ある者はシャロシュに苛立ち、ある者はシャロシュを恋しく思い、ある者はシャロシュを哀れんだ。しかし皆、ヤオルを邪魔に思う気持ちは同じだった。
「帰ったわー!」
ある日、昼餉の時刻に外遊びから帰ったシャロシュはご機嫌な足取りで部屋に向かった。いつものように静かで、廊下には無機質で冷たい石の床の音だけが響いている。
部屋には静寂が広がっていて、誰もいないようだった。意地悪なヤオルはきっと、私を驚かそうと部屋の何処かに隠れているのだろう。鼻息を荒くして部屋に足を踏み入れると、足に何かがぶつかった。
部屋は酷く散らかっていた。そこら中に散らばった本はページが破られてくしゃくしゃになっている。寝所のシーツはぐちゃぐちゃになって、レースのカーテンは引き千切られていた。
足元からジャリ、と音がした。至る所が泥で汚れていて、赤い血痕がぽたりぽたりと落ちた跡があった。
「ヤオルー、どこかしらー
御殿中を探し回ったが、何処にもいなかった。庭の草木の中にもいなかった。下僕共に聴いても、彼らは答えることが出来なかった。
途方に暮れて座り込んでいると、誰かが御殿を訪れた。皆、顔に見覚えがあった。嘗てシャロシュと関わった者たちだった。
「どういうこと、ヤオルはどこ⁉」
彼らが「子供を埋めた」と話すと、シャロシュはまず呆然として、次に子供の様に泣き喚いた。
シャロシュが外遊びに出掛けている間に、彼女に執心する者たちは御殿に現れ、部屋で本を読んでいたヤオルを襲ったのだ。ヤオルはその小さな身体で逃げ回り抵抗したが、多くの大人たちに敵う筈もなく、屈服させられてしまった。
彼らはヤオルを石で打ち、刃物で傷付け、熱した石で痛めつけた。傷つき憔悴したヤオルは御殿から連れ出され、石棺に入れられ地中深くに埋められた。
「酷い、酷い! どうして傷つけたの⁉ どうして埋めたの! どうしてよ! ヤオルはどこ!」
泣き喚くシャロシュを、彼らは宥めた。「お前が子供なんかに執心するのはおかしい」「お前は享楽の限りを尽くすべきなのだ」と宥めた。
「ヤオルはどこ! 酷い、本当に酷いわ! 返して、ヤオルを返してよ!」
シャロシュが泣き喚き暴れるのを、彼らは慰めた。「あんな子供、このままでもどうせすぐいなくなった」と慰めた。いつものように、シャロシュがそうしてきたように、身体を繋ぎながら慰めた。
「酷い、酷い! 返して、返してよ!」
癇癪を起こしたシャロシュを、彼らは慰めた。ただ交わりながら慰めた。彼女がそうしてきたように、そうあるべき姿で、泣き喚くシャロシュに皆快楽を貪った。
「ええと、それで。何の話だったかしら」
夜が更けた頃、すっかりシャロシュは忘れてしまった。シャロシュはだらしなく床に寝ころびながら、呆けた声で自分を囲む者たちに問うた。誰も何も答えず、皆欲望のままに貪るだけだった。

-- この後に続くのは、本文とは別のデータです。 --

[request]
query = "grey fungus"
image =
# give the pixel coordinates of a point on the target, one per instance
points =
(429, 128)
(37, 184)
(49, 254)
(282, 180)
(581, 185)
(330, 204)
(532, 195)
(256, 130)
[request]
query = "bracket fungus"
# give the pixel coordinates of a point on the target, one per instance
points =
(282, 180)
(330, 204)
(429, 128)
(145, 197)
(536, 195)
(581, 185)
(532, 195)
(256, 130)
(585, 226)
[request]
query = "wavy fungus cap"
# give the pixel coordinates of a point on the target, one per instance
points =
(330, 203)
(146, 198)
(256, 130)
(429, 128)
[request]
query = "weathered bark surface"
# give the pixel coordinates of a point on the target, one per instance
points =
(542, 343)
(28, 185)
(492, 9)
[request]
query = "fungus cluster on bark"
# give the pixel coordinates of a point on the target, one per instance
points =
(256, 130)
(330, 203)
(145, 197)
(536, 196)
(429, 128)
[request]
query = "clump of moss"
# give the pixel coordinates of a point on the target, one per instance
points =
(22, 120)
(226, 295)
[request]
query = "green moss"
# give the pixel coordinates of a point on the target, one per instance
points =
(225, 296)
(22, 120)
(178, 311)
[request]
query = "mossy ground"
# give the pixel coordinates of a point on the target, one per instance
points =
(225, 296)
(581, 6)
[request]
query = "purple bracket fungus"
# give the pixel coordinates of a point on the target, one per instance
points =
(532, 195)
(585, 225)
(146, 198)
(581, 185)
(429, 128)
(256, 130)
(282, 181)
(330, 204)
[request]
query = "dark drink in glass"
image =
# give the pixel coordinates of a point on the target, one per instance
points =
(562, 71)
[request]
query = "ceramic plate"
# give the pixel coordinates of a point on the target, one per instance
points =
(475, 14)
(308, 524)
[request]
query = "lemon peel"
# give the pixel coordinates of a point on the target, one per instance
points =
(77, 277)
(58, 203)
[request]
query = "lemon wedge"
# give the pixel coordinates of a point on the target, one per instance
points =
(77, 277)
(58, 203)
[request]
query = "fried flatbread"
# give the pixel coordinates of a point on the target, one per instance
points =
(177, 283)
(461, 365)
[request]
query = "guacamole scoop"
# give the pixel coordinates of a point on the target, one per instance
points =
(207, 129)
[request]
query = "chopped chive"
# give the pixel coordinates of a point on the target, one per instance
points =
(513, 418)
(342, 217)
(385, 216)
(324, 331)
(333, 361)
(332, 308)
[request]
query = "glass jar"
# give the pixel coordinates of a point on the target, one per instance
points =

シャロシュは何度かそう問うたが、誰も何も答えなかった。シャロシュはそれを思い出さなければならなかった。思い出したかったのだが、心のどこかが壊れたみたいに動かなくて、思い出せなかった。
輪郭の無いぼんやりとした記憶を思い出そうとしたのだが、思い出せなかった。でも、思い出せないのならそれは必要のないことよね?
シャロシュは堕落した女だった。壊れてしまったのではなく、元から壊れていたので、仕方なかった。
愚かにも快楽に支配され、何もかも忘れてしまったが、元はと言えば、多くの人々を唆し、享楽に溺れさせた彼女の所業から起こったことだから、仕方のないことであった。
偉大なる大神の子、快楽に溺れる愚かな次女・シャロシュは、享楽の限りを尽くし、欲望の赴くままに堕落した日々を送った。
地下深く、石棺に閉ざされ埋められた少年のことなど、彼女は知らなかった。